We will send links to the broadcasts and a full programme via email to all those who register for the event. For easier viewing it is recommended that you use the Microsoft Teams desktop app, however this is not a requirement.
Affective and material states of uncertainty have been linked to many instances of social unrest due to humanity’s desire and even need for stability and predictable environments. Uncertainty has also been widely suggested as a distinct socio-economic feature of the past two decades; a time period characterised by the widespread state of perpetual impermanence and flux in many aspects of social and economic life such as employment, culture, the remembering of history, and interpersonal relationships.
This conference on ‘uncertainty’ seeks to facilitate discussion and the sharing of ideas on the many aspects of this phenomenon, especially in the past year, either as a psychological experience or as a purported feature of ‘modernity’. This includes opinions and theories surrounding its causes, effects, and potential solutions as well as more critical views on both the validity of ‘uncertainty’ as a distinct feature of the current socio-political climate and the universality of this concept to different geographic regions. Due to the varied aspects of life that the phenomenon of uncertainty influences, contributions from a diverse array of disciplines are welcome and a global perspective is sought through the interaction of contributions from multiple cultural backgrounds.

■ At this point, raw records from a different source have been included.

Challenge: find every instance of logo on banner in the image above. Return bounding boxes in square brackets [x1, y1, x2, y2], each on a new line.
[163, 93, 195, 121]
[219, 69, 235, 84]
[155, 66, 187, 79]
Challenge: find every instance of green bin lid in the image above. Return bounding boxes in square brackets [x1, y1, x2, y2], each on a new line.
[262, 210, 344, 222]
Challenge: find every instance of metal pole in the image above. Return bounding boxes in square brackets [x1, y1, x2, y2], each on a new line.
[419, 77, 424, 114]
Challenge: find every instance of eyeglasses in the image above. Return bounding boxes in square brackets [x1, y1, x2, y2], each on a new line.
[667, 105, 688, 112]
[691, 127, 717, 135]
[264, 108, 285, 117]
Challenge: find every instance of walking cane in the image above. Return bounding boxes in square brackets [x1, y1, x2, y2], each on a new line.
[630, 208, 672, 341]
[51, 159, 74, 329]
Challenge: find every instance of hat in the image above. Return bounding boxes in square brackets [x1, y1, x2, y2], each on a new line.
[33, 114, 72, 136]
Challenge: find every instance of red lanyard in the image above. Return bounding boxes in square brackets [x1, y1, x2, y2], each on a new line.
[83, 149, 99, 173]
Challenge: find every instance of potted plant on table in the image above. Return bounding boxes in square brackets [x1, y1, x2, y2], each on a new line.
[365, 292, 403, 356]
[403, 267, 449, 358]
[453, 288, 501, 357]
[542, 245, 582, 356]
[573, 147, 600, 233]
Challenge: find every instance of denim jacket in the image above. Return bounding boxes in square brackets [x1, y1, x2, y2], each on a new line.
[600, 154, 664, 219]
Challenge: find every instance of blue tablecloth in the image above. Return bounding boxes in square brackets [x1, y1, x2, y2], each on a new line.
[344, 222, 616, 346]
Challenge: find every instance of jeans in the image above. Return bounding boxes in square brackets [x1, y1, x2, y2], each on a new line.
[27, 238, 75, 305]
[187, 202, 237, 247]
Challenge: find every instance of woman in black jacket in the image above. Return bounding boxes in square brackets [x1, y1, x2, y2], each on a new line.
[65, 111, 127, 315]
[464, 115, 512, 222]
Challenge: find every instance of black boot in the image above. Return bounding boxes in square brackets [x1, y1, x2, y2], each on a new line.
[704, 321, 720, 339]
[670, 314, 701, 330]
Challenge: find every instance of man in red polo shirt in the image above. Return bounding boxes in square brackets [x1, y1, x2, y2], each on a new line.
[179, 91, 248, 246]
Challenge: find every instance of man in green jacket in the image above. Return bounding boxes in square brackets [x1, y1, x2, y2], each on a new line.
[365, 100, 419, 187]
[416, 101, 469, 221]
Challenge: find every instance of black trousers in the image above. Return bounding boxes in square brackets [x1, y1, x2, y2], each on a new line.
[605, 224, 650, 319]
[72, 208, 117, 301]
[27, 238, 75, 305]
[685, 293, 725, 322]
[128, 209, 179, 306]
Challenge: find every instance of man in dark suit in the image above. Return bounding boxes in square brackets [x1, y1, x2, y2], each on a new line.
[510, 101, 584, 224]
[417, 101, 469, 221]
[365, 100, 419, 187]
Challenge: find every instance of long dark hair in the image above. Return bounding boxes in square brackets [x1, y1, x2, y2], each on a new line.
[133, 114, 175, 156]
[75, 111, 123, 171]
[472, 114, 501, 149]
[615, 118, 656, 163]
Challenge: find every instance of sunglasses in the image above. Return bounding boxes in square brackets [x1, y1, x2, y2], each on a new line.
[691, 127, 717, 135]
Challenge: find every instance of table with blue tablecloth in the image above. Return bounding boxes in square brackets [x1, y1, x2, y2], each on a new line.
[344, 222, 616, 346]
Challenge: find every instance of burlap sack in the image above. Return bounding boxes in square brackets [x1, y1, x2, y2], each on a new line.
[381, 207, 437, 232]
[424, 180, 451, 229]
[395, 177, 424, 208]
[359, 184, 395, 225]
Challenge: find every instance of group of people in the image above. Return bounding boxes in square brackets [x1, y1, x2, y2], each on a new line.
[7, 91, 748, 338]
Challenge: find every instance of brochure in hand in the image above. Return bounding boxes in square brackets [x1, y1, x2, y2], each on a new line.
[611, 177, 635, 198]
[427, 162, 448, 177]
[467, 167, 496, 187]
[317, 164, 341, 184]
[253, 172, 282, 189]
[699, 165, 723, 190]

If you would like to submit a paper to present at this conference, please send an abstract of no more than 250 words to firstname.lastname@example.org by 3rd May 2021. Presentations are expected to be around 15 minutes each on your topic of choice.
The conference will be held on Microsoft Teams and a link will be sent out to those who register their interest. Register for this event as a speaker or an observer.

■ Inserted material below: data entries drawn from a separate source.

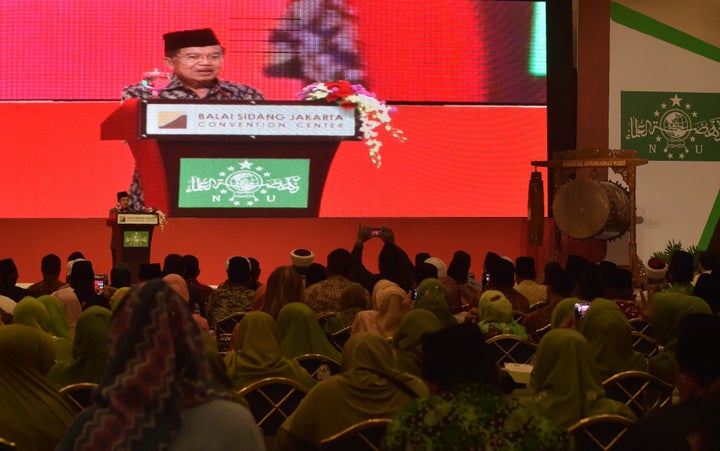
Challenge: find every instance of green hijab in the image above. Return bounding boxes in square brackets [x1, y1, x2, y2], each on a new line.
[38, 294, 70, 338]
[478, 290, 528, 340]
[582, 298, 647, 380]
[415, 277, 457, 327]
[277, 302, 342, 363]
[48, 305, 112, 387]
[13, 296, 72, 361]
[648, 292, 712, 383]
[0, 324, 75, 451]
[275, 333, 428, 449]
[530, 329, 635, 428]
[392, 308, 445, 377]
[225, 312, 316, 390]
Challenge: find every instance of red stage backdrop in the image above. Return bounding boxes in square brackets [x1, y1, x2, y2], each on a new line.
[0, 0, 547, 218]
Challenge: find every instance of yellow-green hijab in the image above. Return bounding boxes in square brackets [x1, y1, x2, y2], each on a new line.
[0, 324, 75, 451]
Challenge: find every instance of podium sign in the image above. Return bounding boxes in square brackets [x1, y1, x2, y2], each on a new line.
[140, 101, 358, 139]
[118, 213, 160, 225]
[101, 99, 361, 219]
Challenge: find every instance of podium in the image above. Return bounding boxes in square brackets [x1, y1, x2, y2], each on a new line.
[113, 213, 159, 282]
[101, 99, 360, 218]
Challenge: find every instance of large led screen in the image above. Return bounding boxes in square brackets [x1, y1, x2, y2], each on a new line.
[0, 0, 547, 218]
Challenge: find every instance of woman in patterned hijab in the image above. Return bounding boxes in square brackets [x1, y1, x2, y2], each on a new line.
[58, 279, 262, 450]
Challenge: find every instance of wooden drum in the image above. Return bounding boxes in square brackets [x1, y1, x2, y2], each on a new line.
[553, 179, 630, 240]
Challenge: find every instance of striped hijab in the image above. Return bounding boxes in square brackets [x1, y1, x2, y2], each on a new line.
[58, 279, 227, 450]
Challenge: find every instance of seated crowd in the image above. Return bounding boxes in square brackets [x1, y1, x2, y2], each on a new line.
[0, 227, 720, 451]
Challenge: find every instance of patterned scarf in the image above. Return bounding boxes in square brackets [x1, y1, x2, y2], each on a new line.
[65, 279, 227, 450]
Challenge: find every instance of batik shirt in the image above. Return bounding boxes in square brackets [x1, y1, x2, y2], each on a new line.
[122, 78, 265, 100]
[383, 384, 572, 451]
[305, 276, 362, 314]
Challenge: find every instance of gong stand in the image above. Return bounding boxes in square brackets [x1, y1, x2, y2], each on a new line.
[530, 148, 648, 282]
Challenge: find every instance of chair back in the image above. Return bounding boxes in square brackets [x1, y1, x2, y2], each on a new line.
[0, 437, 17, 451]
[237, 377, 307, 436]
[513, 310, 525, 324]
[630, 318, 654, 338]
[320, 418, 390, 451]
[318, 312, 339, 330]
[603, 371, 674, 418]
[215, 312, 247, 353]
[328, 326, 352, 352]
[630, 330, 660, 358]
[568, 414, 634, 451]
[60, 382, 98, 412]
[295, 354, 341, 380]
[487, 334, 537, 368]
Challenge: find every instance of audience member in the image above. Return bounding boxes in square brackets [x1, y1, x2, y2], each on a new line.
[207, 256, 255, 329]
[523, 265, 574, 341]
[442, 251, 482, 314]
[277, 302, 342, 363]
[351, 225, 415, 292]
[667, 250, 695, 294]
[604, 267, 642, 319]
[484, 252, 530, 313]
[0, 258, 29, 302]
[626, 314, 720, 451]
[325, 282, 370, 334]
[529, 329, 635, 428]
[262, 266, 305, 319]
[275, 334, 428, 450]
[413, 278, 457, 327]
[392, 308, 444, 377]
[648, 291, 712, 384]
[27, 254, 65, 298]
[162, 254, 185, 276]
[383, 324, 570, 451]
[182, 254, 214, 318]
[692, 251, 720, 314]
[58, 280, 263, 451]
[477, 290, 528, 340]
[515, 256, 547, 307]
[48, 305, 112, 387]
[305, 248, 360, 314]
[351, 279, 413, 338]
[225, 312, 316, 390]
[13, 296, 72, 361]
[0, 324, 76, 451]
[581, 299, 647, 380]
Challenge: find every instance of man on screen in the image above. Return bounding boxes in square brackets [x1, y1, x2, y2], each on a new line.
[122, 28, 264, 100]
[122, 28, 265, 209]
[106, 191, 139, 264]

We look forward to reading your proposals.
Paul Cairney is the Professor of Politics and Public Policy at the University of Stirling, UK (@CairneyPaul). His research interests are in comparative public policy and his research spans comparisons of policy theories (Understanding Public Policy, 2020), and co-authored accounts of methods associated with key theories (Handbook of Complexity and Public Policy, 2015), international policy processes (Global Tobacco Control, 2012), and comparisons of UK and devolved policymaking (Why Isn’t Government More Preventive?, 2020). He uses these insights to explain the use of evidence in policy and policymaking, in one book (The Politics of Evidence-Based Policy Making, 2016), several articles, and many, many blog posts. If you only have time for one article, make it How to communicate effectively with policymakers.
In policy studies, there is a profound difference between uncertainty and ambiguity:
Uncertainty describes a lack of knowledge or a worrying lack of confidence in one’s knowledge.

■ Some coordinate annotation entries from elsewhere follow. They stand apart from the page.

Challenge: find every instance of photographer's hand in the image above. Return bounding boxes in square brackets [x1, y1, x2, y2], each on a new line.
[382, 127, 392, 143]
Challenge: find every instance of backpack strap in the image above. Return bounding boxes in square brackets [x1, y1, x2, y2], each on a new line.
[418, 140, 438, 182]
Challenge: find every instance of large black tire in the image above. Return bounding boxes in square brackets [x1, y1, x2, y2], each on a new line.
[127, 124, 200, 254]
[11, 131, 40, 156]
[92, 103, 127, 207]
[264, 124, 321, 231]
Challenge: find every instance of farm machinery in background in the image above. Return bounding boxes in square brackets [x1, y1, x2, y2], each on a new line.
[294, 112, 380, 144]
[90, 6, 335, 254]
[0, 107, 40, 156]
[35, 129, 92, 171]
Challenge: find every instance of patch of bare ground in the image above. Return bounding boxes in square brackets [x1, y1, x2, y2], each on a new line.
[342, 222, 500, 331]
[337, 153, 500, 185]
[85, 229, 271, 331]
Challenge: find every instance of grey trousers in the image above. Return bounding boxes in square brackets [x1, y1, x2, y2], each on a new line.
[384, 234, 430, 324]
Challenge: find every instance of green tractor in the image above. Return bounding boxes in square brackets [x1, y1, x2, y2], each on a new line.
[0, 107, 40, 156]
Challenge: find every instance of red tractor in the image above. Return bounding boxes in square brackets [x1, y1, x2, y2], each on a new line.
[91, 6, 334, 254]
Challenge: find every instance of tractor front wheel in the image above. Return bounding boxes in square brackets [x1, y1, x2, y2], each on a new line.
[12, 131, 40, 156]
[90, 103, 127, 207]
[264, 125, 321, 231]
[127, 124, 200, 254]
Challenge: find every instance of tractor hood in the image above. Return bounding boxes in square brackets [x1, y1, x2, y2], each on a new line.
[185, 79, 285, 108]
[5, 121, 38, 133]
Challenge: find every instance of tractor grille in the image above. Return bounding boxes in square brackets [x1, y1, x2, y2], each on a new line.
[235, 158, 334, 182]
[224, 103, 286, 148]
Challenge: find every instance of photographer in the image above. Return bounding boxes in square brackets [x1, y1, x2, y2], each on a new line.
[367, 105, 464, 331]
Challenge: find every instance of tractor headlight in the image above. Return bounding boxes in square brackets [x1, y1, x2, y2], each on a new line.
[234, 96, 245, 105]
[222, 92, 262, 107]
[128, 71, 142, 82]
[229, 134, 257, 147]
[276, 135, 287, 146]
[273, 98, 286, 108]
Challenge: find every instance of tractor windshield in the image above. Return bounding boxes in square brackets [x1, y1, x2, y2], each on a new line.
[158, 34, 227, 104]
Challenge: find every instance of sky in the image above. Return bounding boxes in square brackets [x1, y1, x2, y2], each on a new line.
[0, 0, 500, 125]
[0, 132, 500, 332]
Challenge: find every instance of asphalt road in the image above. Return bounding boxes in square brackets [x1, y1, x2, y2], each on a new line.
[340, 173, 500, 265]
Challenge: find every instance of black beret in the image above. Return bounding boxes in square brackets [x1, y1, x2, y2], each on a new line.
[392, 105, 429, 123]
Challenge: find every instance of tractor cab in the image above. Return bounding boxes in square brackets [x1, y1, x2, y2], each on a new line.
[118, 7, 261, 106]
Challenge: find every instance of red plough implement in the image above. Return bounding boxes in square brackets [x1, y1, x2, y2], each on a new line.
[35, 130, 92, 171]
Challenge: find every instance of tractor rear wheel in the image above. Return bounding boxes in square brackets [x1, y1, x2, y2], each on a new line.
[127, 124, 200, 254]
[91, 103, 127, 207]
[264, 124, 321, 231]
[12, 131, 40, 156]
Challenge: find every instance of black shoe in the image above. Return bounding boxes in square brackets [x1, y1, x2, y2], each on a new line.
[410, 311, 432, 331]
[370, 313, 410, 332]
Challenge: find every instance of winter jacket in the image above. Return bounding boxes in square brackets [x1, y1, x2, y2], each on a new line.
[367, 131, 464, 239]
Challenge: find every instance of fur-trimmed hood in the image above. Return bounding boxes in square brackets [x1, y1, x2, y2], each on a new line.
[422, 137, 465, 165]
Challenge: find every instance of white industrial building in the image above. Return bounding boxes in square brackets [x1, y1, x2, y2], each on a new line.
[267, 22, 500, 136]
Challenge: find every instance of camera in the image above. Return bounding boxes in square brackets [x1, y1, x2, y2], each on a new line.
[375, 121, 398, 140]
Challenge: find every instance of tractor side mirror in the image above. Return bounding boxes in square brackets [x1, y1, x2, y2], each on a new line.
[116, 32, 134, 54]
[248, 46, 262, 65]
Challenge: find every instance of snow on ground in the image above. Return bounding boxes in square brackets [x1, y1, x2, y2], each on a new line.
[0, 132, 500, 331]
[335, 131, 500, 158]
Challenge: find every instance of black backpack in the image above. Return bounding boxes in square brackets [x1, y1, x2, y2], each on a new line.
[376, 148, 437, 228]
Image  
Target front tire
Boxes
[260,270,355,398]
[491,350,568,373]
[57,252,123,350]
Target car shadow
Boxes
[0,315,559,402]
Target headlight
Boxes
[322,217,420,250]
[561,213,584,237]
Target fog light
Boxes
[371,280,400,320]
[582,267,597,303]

Ambiguity describes the ability to entertain more than one interpretation of a policy problem.
Both concepts relate to ‘bounded rationality’: policymakers do not have the ability to process all information relevant to policy problems. Instead, they employ two kinds of shortcut:
‘Rational’. Pursuing clear goals and prioritizing certain sources of information.
‘Irrational’. Drawing on emotions, gut feelings, deeply held beliefs, and habits.
This presentation will propose an artificially binary distinction, uncertain versus ambiguous, and relate it to another binary, rational versus irrational, to point out the pitfalls of focusing too much on one aspect of the policy process.